This standard-issue complaint about atheists, Darwinist ideologues, enablers of Islam, socialists, communists, Nazis, “educationists” (don’t ask me), and secularists that was posted on Townhall.com early this morning is credited to (or blamed on) a woman named Mary Grabar, but in fact appears to have been hastily assembled by numerous people. For example, early on, Mary writes, “A group called Freedom From Religion began in the state of Washington, where they posted their anti-Christmas sign next to a manger display in the Capitol.” But a mere few sentences later, she informs us of a group called “the Freedom From Religion Foundation (FFRF)” which “aims its legal and propaganda guns at Christianity.” Is it fair to assume these two named terrorist organizations/hate groups are in fact one in the same?
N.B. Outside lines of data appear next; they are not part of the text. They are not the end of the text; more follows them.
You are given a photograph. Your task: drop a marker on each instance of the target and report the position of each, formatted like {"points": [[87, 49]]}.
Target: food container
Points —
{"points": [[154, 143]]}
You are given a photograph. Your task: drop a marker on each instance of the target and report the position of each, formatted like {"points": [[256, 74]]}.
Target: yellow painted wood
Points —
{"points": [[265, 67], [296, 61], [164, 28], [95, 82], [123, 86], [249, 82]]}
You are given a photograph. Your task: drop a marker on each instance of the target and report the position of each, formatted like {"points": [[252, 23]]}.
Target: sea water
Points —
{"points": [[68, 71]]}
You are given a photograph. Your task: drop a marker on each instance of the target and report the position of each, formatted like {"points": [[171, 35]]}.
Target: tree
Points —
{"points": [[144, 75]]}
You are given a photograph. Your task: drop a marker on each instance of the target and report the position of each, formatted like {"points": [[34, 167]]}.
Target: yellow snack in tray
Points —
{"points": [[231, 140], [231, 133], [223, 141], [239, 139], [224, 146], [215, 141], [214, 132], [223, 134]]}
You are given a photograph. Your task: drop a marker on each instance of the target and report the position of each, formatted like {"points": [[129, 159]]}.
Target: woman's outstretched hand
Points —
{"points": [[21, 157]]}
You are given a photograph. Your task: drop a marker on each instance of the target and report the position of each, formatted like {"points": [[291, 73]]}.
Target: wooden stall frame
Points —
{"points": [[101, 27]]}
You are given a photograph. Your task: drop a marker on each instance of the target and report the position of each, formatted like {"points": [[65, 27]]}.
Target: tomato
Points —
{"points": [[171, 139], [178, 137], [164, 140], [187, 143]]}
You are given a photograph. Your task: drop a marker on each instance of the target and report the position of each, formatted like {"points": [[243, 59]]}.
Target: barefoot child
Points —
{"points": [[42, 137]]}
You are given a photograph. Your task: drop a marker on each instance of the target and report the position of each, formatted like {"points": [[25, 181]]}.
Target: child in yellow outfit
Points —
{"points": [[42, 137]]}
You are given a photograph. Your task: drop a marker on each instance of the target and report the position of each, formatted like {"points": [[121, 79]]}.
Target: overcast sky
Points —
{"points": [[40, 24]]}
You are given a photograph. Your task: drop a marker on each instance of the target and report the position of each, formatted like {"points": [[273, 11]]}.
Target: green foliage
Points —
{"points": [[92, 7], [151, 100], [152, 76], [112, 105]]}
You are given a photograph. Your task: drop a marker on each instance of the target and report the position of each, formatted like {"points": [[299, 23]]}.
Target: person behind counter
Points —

It doesn’t get any more coherent after that, but it does become more entertaining. For instance:
For the seventh anniversary of 9/11, FFRF placed an ad in the New York Times with the Twin Towers skyline, headlined “Imagine a World Free From Religion.” They warned, “American liberty is menaced not only by religious terrorism from abroad. Consider the growing threat of religious fanaticism here at home: The relentless war against secular values, gay rights, abortion rights, stem cell research and the teaching of evolution in public schools.” No mention was made of “the growing threat” of Islam, like separate Islamic public schools and various efforts to teach Islam in schools.
It’s not clear why Mary put “the growing threat” in quotes; she apparently forgot that scare quotes are what you put around words the other guy said, not your own. Regardless, in grousing that no mention was made of the dangers of Islam, she makes it plain that she failed to comprehend a sentence she quoted hereself–the one that reads, “American liberty is menaced not only by religious terrorism from abroad.”
She goes on to bellyache that the FRF/FRFF “goes after Christians who object to the teaching of an atheistic Darwinian doctrine to the exclusion of other scientific theories like intelligent design” (there are enough errors and absurdities in that one passage for a separate post), says that anyone who notes that Christmas was a co-opting of Saturnalia is trying to wipe out Christianity, denies that Nazism had any ties to Christianity, offers implausible apologetic concerning Old Testament barbarism, complains that the public schools don’t offer an accurate rendering of the ancient practice of child sacrifice, and finshes with the usual flourish, which can be paraphrased as “WHY DON’T YOU GO AFTER THE MUSLIMS INSTEAD, BITCH?”
Mary’s mini bio states that she earned a Ph.D. in English from the University of Georgia. This strains credulity more than any other academic title I have ever seen attached to a human being. Either someone got into the eggnog before this shitstream was published to the Web or something’s hokey about Mary’s degree.
I didn’t get far into the comments before I had to stop. If Mary is artless, her supporters are vivid arguments for putting Haldol in the public water supply of every major and minor metropolitan area in the United States and Canada. I had a low-key but enjoyable Christmas today, and probably should have used the holiday as a reason to avoid reminding myself of how many hellishly stupid people live in North America. As great as it is that Bush is leaving office and taking his greasy cavaclade of Bible-pounding, dissembling fuckups with him, the fact that a science-happy and ethnically heterogeneous liberal will take his place means that the stupid people are only going to scream louder. Their tantrums can put any toddler’s to shame, especially considering that grownups are expected to know better.
Sometimes these screeds come from people who exaggerate for effect, while others are penned in total sincerity. Michael Egnor is a good example of an ID creationist who makes it plain that he knows he’s lying and is flogging the issue for all he’s worth; our Mary here, however, is a pitiable lost lamb, having obviously swallowed, gagged on, and projectile-vomited more wingnut-flavored holiday punch and chunks of bullshit masquerading as brownies than any ignorant harpy deserves to be fed in a lifetime, much less a single Christmas season.